A black butterfly silhouette sprang up against the rosy lilac sky, fluttering in panic. Hemmaus' cousins darted around it. It shifted directions with greater facility than its tormentors, but they had numbers. Where one was outmaneuvered, another flashed in.

With a line of sight established, Shredlu could now bend his own will upon the tackoo. He drew it in, struggling like a fish reluctant to leap into the pan. Shredlu brought it to a perch upon one of the picnic tables. It quivered in terror, surrounded by Real Men. Above Hemmaus' cousins hastened toward their aeries. Night was falling. Darkness would summon forth creatures less condign than they.

Hemmaus himself called down an admonition for Shredlu to mind his debts faithfully.

Shredlu responded in the tongue favored by the flying artifacts. He always discharged his obligations. Were that not true, Xyzzyx would not have arranged events so that Syathbir Tolis joined the Everay picnickers.

Rolo Kintrude said, "Senior, we should, perhaps, consider going home. Already the night grows aware of our presence."

Shredlu felt it himself. "Rusale, load the sky yacht. Yarramal, lend a hand." The Senior Magician remained close to Syathbir Tolis. He would not allow it out of his sight. He would remain artfully alert on levels natural and magical till he could isolate the creature within his laboratory. Never had the tackoo had another so concerned for his well-being.

Under other circumstances, an attack would not have been a disappointment. It would have exposed Winter's enemy and, perhaps, have defined what motivated such an evil assault. Under other circumstances, however, Shredlu would have had a better notion whence trouble might come. At the moment, he trusted only Mug Rusale and, to a lesser extent, Lord Everay. His imagination was fertile: he could conceive of circumstances whereby Winter's bereavement would profit each of the others.

The entire party was so paranoid that not a sigh expired but every eye registered that fact and every brain sorted implications. Tension mounted as Vangier approached Everay Tower. Shredlu began to doubt his reasoning. Everyone seemed to be waiting for someone else to crack.

In the end it proved that he had been anticipated. Winter's enemy had no need to indulge in self-betrayal aboard the sky yacht. An ambush was in place at the dock.
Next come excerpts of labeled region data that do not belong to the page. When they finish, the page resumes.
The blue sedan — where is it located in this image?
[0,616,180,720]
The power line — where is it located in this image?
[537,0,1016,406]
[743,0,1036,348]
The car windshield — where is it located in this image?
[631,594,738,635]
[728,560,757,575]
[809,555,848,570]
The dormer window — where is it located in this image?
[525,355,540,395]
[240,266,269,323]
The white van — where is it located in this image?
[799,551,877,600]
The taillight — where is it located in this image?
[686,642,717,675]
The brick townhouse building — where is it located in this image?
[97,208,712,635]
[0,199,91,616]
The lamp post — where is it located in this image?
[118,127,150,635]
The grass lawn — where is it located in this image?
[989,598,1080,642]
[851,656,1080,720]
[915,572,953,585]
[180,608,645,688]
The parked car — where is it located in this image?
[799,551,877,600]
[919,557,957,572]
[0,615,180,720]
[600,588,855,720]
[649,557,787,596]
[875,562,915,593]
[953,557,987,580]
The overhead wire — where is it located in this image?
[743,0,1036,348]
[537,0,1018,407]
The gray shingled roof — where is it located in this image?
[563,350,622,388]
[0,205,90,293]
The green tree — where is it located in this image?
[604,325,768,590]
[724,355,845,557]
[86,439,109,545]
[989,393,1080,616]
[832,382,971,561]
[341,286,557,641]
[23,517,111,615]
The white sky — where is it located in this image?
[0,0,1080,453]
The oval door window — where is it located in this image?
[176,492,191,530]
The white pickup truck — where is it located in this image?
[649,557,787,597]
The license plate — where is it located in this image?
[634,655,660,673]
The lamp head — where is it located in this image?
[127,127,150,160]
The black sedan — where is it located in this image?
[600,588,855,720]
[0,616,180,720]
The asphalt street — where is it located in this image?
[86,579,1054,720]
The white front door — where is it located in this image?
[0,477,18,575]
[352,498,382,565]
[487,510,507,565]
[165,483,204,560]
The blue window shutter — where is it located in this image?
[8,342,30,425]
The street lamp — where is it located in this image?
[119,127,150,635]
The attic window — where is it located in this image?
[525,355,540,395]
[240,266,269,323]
Its fellowship, however, were understandably apprehensive about the risks inherent in an attack upon the combined Magical masters of Everay. Nerves caused a premature tripping of the trap.

Events thenceforth were foreordained: the air howled with vortices of color, screams of despair were heard, prisoners were taken. Shredlu paused a moment to help Mug Rusale extinguish a scamp cantrip gnawing at a landing claw on the sky yacht.

Aleas Dubbing and Rolo Kintrude appeared a bit tattered. Tuft Yarramal smoldered at left hip and right elbow. Shredlu himself had taken no part once he determined that the others were adequate to squelch the tumult. He merely observed, hoping the behaviors of others would prove instructive.

Tuft Yarramal did not become involved till the ambushers, in despair, hurled their final efforts her way.